Research Associate Elsa Youngsteadt measures willow oak photosynthesis. Photo: EK Meineke

We care about bugs (a lot), but most people care more about trees (we like trees too). People care that trees look nice, provide shade, and are healthy enough not to fall on their houses, cars, dogs, or worse. Some people (nerds) even care how much carbon trees collect through photosynthesis and sequester in their tissues. We care about this because carbon stored by trees does not contribute to the rapidly growing amount of carbon in the atmosphere (currently 406 ppm).

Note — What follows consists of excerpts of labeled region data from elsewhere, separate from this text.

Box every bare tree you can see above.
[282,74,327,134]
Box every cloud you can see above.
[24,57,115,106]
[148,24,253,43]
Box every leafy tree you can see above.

Through a series of laboratory and field experiments, Emily found that warming reduces tree functions, such as photosynthesis and growth, when combined with water stress. Since drought is likely to become more frequent and severe with climate change, this has implications for urban and rural trees. To assess the effects of heat and pests on an honest to goodness ecosystem service, Emily calculated carbon sequestration by the trees she studied, then used the empirical data to calculate how much carbon sequestration was lost by willow oaks in Raleigh due to urban warming. A lot. Around 23 metric tons of carbon were not sequestered when the effects of warming are included in carbon sequestration formulas.

Details of this research can be found in:
Meineke, E.K., Youngsteadt, E.K., Dunn, R.R., Frank, S.D. (2016) Urban warming reduces aboveground carbon storage. Proceedings of the Royal Society – B, 283: 20161574.



An EPA STAR Fellowship awarded to Emily Meineke also funded this research.